On behalf of Law Offices of Frye, Fortich & Garcia, P.L. | Dec 12, 2017 | Wills
Imagine driving home on a rainy night in Miami, and seeing a poor-looking man standing on the side of the road. You stop to assist him by taking him to nearby eatery to warm up and get some food. Before leaving, he claims to be a millionaire, and to repay your kindness, he uses a napkin to write out a will leaving his entire fortune to you. A few days later, news breaks of the death of a local business magnate who had become a recluse. You recognize the person as the man you helped.

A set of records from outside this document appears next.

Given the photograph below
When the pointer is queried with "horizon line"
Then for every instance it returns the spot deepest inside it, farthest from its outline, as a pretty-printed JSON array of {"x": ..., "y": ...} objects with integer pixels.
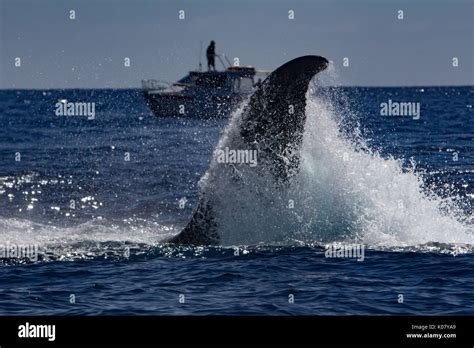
[{"x": 140, "y": 88}]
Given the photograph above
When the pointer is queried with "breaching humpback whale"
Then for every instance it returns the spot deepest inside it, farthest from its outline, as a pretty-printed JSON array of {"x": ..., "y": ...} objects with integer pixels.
[{"x": 272, "y": 122}]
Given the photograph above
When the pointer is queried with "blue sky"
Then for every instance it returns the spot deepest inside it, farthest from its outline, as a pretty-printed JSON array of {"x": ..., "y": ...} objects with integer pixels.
[{"x": 89, "y": 52}]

Such stories make for entertaining tales, yet one might wonder whether an informal handwritten will like the one described would actually be valid. Such a will is referred to as a “holographic will.” Some states do recognize such wills as being valid, even to the point of not requiring witnesses to their signings. Often, all that is needed to establish their validity is the confirmation that the handwriting is that of the decedents in question.
Unfortunately, Florida does not recognize holographic wills. That is not to say, however, that you or another cannot handwrite your will. According to Section 732.502 of the state’s Probate Code, the following elements are required to properly execute a will:
- A testator signing a proposed will or allowing another you or another to sign it on his or her behalf in his or her presence
- Two witness (you and another or two different parties) viewing the signing or the acknowledgement of the testator that he or she did sign it (or authorized the signing of it).
- The two witness signing the will in both each other’s and the testator’s presence
If a handwritten will is executed in this manner, Florida law does not consider it to be a holographic will.